The colors of the rainbow so pretty in the sky
Are also on the faces of people going by
I see friends shaking hands saying how do you do
They're really saying I love you.
Are also on the faces of people going by
I see friends shaking hands saying how do you do
They're really saying I love you.
On January 5, 2010, I walked into the hospital lobby and heard it again. It must have been a Wednesday because that’s when the harpist comes and plays for the patients. It must have been that Wednesday because I was discharged on Monday and the boys weren’t back up to their birth weights yet.
Have you ever really listened to harp music? It’s like listening to water sing. The instrument itself is so heavy, so burdensome, like a murder weapon. Its notes resonate sometimes like thick gold mud, other times like dewy droplets on a spider’s web. Harp music carries you. It cradles you.
I remember the opening of Waltz of the Flowers with Mr. Gibson conducting and Mrs. Gibson playing the harp. The opening is all harp music. The harpist takes her time and chooses her tempos and the twelve of us must all listen very carefully. We must obey her timing. It’s the best part of the dance: glowing, full of life. You haven’t made any mistakes yet. You are a flower’s life reincarnated. The harpist carries you to the beginning of the dance and leaves you to dance your six-minute flower’s life.
At some other point in time, I would have loved to have sat and listened, really listened, to these golden notes, to the volunteer harpist playing “What a Wonderful World” in the hospital lobby.
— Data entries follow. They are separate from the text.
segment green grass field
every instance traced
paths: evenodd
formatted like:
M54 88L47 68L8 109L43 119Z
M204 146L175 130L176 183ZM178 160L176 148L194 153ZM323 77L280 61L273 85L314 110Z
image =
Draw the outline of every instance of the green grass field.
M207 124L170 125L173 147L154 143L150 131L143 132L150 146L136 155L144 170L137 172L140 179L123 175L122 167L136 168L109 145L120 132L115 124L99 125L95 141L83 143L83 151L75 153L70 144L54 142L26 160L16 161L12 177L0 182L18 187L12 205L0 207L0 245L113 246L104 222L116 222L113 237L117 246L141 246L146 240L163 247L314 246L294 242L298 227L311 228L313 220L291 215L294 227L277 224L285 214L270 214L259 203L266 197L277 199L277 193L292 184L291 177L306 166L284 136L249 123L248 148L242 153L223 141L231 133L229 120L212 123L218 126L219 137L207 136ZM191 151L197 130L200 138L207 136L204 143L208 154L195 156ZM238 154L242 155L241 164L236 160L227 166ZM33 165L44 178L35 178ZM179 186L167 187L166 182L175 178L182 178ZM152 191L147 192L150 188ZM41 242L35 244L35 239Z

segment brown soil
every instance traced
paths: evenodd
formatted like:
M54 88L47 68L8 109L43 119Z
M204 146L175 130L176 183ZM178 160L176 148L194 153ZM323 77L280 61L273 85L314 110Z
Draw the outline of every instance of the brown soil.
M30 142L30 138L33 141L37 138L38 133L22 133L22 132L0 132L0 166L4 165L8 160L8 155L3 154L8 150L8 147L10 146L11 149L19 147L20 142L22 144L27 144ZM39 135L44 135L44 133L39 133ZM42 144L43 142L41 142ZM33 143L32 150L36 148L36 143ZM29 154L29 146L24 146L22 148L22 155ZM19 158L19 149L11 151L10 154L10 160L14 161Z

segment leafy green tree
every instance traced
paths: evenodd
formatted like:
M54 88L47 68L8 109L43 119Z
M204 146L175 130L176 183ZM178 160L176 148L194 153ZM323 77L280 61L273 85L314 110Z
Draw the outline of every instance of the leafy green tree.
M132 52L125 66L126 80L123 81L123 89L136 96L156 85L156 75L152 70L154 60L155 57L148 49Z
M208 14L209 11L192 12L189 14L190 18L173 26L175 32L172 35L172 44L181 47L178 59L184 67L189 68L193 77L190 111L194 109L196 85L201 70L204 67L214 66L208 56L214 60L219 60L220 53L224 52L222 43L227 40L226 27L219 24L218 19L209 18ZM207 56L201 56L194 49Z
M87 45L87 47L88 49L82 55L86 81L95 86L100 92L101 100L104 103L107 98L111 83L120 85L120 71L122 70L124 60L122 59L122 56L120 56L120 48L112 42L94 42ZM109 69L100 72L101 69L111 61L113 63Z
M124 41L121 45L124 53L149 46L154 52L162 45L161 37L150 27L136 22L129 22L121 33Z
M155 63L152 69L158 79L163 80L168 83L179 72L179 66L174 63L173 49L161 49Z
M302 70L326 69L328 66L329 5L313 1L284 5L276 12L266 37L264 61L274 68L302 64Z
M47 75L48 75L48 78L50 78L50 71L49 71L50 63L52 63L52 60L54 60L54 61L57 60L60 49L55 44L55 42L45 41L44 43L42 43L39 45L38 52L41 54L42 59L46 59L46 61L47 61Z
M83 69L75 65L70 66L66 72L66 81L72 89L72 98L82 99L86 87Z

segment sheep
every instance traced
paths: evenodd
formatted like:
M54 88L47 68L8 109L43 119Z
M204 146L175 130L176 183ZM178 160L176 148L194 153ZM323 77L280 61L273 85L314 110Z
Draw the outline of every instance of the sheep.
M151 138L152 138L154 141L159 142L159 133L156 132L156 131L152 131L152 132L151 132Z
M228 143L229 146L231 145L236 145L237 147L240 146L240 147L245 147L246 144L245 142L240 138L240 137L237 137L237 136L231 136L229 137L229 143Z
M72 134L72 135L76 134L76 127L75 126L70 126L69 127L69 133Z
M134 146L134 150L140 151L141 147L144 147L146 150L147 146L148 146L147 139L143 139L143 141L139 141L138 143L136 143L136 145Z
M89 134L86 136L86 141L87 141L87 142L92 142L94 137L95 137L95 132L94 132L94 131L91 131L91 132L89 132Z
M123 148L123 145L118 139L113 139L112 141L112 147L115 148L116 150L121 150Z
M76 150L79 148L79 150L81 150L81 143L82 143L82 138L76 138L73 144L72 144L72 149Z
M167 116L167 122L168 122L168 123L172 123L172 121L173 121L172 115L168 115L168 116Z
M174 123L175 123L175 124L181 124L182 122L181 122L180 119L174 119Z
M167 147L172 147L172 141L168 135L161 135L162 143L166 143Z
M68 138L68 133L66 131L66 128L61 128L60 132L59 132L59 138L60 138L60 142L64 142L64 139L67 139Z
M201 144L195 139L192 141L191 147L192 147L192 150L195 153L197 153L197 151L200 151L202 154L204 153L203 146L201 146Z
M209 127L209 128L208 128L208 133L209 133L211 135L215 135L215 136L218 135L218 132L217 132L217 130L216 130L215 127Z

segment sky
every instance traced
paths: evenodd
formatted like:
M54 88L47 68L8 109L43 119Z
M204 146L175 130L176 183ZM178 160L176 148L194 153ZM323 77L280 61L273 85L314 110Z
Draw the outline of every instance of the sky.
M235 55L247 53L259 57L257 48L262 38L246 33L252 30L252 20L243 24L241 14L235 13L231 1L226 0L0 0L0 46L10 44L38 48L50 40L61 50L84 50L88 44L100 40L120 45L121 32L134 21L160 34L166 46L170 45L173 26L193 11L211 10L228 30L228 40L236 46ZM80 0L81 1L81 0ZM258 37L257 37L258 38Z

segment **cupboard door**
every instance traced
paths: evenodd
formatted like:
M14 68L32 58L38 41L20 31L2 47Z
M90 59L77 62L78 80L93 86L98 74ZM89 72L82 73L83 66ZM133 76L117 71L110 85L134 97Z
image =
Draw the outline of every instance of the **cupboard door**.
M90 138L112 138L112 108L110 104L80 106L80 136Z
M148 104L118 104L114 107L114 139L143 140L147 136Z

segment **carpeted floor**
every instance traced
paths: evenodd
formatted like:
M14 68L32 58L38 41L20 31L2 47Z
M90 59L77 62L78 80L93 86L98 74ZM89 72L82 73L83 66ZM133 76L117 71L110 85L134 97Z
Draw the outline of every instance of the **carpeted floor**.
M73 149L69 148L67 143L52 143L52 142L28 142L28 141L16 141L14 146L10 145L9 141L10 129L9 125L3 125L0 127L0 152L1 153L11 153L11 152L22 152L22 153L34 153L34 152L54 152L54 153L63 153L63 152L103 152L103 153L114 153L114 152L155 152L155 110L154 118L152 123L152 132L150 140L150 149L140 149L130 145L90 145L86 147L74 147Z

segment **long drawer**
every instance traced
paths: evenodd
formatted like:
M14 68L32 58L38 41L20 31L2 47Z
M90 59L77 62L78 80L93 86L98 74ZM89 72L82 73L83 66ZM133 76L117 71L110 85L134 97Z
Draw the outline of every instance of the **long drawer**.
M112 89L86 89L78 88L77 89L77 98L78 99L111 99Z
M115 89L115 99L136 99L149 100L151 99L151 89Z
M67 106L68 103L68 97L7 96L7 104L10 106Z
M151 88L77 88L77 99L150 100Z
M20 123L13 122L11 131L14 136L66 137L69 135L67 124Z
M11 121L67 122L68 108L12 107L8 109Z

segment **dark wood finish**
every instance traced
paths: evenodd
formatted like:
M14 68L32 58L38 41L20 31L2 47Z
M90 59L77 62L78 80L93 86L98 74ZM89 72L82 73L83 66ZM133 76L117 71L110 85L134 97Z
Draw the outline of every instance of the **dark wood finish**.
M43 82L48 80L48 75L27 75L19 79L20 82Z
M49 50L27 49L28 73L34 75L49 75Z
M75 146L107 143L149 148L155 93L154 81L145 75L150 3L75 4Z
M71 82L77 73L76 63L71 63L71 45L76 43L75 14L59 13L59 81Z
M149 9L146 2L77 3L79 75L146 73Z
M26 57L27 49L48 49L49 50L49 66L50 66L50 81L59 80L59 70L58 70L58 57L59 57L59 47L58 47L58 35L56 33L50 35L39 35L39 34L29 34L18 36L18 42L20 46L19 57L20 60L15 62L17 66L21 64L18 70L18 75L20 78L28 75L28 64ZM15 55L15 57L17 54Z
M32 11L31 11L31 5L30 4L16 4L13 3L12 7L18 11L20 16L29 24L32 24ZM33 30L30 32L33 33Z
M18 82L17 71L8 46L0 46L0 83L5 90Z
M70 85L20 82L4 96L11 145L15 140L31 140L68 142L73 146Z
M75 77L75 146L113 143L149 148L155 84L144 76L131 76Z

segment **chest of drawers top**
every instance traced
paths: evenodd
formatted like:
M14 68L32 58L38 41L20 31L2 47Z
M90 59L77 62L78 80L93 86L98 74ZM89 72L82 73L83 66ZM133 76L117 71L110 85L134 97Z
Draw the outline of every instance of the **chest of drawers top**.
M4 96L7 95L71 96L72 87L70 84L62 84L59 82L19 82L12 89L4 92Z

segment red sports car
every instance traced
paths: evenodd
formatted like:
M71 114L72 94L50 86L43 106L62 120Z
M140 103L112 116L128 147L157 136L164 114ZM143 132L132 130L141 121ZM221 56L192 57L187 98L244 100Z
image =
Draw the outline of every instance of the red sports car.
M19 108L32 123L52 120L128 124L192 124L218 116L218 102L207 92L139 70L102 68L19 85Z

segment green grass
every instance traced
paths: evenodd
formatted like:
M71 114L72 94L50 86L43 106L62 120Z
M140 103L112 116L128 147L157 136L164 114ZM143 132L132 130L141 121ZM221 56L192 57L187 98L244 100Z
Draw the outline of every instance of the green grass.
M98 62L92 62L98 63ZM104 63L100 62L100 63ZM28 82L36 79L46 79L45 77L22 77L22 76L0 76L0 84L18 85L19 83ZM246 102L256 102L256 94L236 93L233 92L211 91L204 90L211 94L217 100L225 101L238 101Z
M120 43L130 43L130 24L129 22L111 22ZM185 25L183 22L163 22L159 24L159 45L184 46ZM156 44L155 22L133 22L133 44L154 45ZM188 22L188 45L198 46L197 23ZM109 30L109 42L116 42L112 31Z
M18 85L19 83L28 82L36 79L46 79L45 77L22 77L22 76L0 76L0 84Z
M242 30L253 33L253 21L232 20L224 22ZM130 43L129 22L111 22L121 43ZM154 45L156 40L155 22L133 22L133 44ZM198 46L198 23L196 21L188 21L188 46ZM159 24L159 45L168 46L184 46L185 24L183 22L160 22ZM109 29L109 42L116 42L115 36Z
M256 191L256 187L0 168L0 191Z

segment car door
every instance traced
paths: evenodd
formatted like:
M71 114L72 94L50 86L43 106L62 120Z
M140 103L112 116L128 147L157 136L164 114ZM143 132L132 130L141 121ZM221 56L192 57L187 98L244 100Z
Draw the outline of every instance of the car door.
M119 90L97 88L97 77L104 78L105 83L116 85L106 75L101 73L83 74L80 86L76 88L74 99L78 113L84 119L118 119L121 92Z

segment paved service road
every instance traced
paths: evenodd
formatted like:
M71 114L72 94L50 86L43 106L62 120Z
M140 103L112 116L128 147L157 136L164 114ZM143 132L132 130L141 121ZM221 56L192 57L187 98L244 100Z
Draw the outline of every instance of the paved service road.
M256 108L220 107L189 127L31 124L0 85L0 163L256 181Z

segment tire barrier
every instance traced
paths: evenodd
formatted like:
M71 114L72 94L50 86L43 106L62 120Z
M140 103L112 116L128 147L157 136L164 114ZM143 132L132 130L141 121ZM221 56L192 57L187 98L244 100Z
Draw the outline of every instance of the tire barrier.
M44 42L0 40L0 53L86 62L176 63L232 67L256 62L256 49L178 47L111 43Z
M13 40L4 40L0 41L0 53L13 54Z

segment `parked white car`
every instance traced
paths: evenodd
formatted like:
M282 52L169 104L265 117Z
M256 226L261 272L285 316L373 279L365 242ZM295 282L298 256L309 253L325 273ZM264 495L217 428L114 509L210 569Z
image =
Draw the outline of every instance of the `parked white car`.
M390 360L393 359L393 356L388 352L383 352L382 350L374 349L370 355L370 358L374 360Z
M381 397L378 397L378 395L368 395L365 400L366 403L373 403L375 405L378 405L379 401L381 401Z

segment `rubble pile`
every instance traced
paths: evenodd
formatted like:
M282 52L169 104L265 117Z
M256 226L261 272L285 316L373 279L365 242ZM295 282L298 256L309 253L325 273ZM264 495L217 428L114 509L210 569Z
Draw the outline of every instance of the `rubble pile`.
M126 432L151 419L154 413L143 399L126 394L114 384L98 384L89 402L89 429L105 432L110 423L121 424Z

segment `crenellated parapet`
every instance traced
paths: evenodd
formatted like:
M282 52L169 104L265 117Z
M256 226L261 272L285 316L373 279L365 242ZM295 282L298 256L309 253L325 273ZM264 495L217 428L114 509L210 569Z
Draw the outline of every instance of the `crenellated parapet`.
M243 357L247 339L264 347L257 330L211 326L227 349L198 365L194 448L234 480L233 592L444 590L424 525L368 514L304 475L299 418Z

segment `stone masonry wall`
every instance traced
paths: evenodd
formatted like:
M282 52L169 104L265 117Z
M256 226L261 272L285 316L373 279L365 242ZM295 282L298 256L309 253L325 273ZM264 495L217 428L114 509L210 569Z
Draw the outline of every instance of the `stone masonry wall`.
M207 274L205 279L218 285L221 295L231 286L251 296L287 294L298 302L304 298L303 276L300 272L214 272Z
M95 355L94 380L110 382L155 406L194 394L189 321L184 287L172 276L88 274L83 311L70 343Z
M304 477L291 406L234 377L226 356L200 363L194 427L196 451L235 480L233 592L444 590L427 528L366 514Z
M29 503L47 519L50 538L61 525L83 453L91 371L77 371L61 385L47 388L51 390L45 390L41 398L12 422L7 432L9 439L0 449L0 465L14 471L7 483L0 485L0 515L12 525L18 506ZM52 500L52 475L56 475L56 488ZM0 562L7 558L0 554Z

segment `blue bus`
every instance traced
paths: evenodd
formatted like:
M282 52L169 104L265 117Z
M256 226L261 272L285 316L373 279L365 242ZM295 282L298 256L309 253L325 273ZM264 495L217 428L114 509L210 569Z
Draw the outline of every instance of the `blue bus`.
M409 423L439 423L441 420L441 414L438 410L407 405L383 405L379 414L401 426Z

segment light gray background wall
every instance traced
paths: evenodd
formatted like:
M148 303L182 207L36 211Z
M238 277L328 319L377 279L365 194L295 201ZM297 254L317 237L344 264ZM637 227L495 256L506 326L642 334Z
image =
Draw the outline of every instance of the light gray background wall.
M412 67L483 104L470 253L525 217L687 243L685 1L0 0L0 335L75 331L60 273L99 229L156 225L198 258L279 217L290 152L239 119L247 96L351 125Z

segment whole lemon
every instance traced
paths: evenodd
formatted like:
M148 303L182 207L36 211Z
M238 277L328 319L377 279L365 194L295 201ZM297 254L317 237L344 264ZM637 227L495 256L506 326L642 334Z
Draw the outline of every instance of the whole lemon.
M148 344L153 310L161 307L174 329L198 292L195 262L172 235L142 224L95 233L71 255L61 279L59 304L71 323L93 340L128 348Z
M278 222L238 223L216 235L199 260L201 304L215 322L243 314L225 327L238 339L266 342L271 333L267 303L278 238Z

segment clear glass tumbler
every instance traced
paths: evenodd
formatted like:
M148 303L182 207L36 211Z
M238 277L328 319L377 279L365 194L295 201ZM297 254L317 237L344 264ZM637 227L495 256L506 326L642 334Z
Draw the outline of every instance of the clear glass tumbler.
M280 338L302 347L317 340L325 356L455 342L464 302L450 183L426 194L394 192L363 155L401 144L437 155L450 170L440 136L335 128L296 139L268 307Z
I would have teared up with two-dimensional sentimentalism. Happy to be happy. Grateful for her musical offering.
I feel so strongly about how classical music transforms our lives. I am so sad when people rush by, hardly taking note of how the heavy harp has drenched the air with music.
It truly is a wonderful world, even on this, the first Wednesday morning of the twins’ lives. I can appreciate that. I am up and about. After nearly two weeks in bed and a c-section just a week ago and I am already climbing flights of stairs. But today, if I stay to listen, I will lose it. I will explode into hysterics and they will have to peel parts of my flesh off the ceiling.
This would have been a good time to let harp music cradle me. I could use a hug. I bite my lip so hard, so hard, so hard. I am locking all my tears in my jaw. Trying not to cry is like putting on a sweater made out of pins and needles.
I hear babies crying, I watch them grow
They'll learn much more than I'll never know
And I think to myself what a wonderful world
Yes I think to myself what a wonderful world.
They'll learn much more than I'll never know
And I think to myself what a wonderful world
Yes I think to myself what a wonderful world.
All I can do is run to the elevator. I bang on the ‘up’ button and try to escape as quickly as possible.